Generation

Software prerequisites

To run the following examples on your machine, you should first:

Install TDK CLI
Download tdk-tutorial-databases repository

git clone https://github.com/synthesized-io/tdk-tutorial-databases

Start PostgreSQL instances and pgAdmin using the following commands:

cd tdk-tutorial-databases/
docker-compose run databases

pgAdmin will be available at http://localhost:8888 with the password postgres.

In order to run TDK with the configurations provided in this tutorial, save them to config.yaml file and execute the following command:

tdk \
    --input-url jdbc:postgresql://localhost:6000/postgres --input-username postgres --input-password postgres \
    --output-url jdbc:postgresql://localhost:6001/postgres --output-username postgres --output-password postgres \
    --config-file config_masking.tdk.yaml

Instead of masking the original data, we can generate new data. This approach might be useful if we need to produce more data than what is available in the source database, for example, for load testing.
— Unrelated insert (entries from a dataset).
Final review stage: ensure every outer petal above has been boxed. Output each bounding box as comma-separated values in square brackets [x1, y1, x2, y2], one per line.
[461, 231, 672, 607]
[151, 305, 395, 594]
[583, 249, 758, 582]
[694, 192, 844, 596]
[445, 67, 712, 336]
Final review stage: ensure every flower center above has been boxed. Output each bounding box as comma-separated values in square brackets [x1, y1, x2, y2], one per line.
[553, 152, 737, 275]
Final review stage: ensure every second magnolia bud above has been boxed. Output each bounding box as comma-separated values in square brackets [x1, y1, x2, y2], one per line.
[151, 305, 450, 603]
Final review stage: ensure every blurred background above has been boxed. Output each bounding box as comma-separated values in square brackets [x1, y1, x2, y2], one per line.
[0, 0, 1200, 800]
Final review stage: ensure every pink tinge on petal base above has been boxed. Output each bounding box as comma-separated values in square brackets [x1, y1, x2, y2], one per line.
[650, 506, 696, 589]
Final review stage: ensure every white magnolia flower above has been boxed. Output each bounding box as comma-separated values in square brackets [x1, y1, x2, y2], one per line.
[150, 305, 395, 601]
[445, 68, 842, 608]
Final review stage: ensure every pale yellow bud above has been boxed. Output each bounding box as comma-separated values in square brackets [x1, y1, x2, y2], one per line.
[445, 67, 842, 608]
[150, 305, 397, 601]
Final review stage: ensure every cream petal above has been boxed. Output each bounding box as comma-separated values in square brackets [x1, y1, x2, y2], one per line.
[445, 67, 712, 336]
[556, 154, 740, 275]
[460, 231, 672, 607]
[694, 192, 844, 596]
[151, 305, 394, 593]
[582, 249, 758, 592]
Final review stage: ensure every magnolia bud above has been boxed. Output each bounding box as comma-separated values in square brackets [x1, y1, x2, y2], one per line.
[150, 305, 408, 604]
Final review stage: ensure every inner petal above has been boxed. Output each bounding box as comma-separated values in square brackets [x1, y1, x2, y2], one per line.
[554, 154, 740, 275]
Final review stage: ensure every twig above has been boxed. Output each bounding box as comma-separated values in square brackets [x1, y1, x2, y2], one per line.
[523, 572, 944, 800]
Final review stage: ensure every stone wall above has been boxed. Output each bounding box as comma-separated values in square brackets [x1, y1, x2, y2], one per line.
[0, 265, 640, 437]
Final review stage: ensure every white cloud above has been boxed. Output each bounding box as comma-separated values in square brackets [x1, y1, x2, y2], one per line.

Let’s proceed to generate some data:

default_config:
  mode: GENERATION
  target_ratio: 2

table_truncation_mode: TRUNCATE
schema_creation_mode: CREATE_IF_NOT_EXISTS
safety_mode: RELAXED

We can check results using this SQL:

select
    'actor' as "table",
    count(*) as numrows
from actor
union
select
    'address' as "table",
    count(*) as numrows
from address
union
select
    'category' as "table",
    count(*) as numrows
from category
union
select
    'city' as "table",
    count(*) as numrows
from city
union
select
    'country' as "table",
    count(*) as numrows
from country
union
select
    'customer' as "table",
    count(*) as numrows
from customer
union
select
    'film' as "table",
    count(*) as numrows
from film
union
select
    'film_actor' as "table",
    count(*) as numrows
from film_actor
union
select
    'film_category' as "table",
    count(*) as numrows
from film_category
union
select
    'inventory' as "table",
    count(*) as numrows
from inventory
union
select
    'language' as "table",
    count(*) as numrows
from language
union
select
    'payment' as "table",
    count(*) as numrows
from payment
union
select
    'rental' as "table",
    count(*) as numrows
from rental
union
select
    'staff' as "table",
    count(*) as numrows
from staff
union
select
    'store' as "table",
    count(*) as numrows
from store

The result on source database will look approximately like this:

Table 1. Table sizes in the source database
tablename	numrows
actor	200
address	603
category	16
city	600
film	1000
film_actor	5462
payment	16049
rental	16044

After the generation we can see that number of records doubled in each of the table:

Table 2. Table sizes in the generated database
actor	400
address	1206
category	32
city	1200
film	2000
film_actor	10771
payment	32098
rental	32088

Here we can check that all relations in the customer→address→city→country chain work well. The result of this query on the output database should be twice as big as the result on the input database:

select count(*)
from customer
inner join address on customer.address_id = address.address_id
inner join city on address.city_id = city.city_id
inner join country on city.country_id = country.country_id

Again, we can override the default table settings in tables. In this example, we are setting a different target ratio for specific tables:

default_config:
  mode: GENERATION
  target_ratio: 2

tables:
  - table_name_with_schema: "public.film"
    mode: GENERATION
    target_ratio: 3
    transformations:
      - columns: [ "title" ]
        params:
          type: "formatted_string_generator"
          pattern: "[A-Z]{16}"

table_truncation_mode: TRUNCATE
schema_creation_mode: CREATE_IF_NOT_EXISTS
safety_mode: RELAXED

Some generators are "fake" ones like formatted_string_generator below, which produces values independently of the original data. But some use original data to fit a model and create values following underlying distribution.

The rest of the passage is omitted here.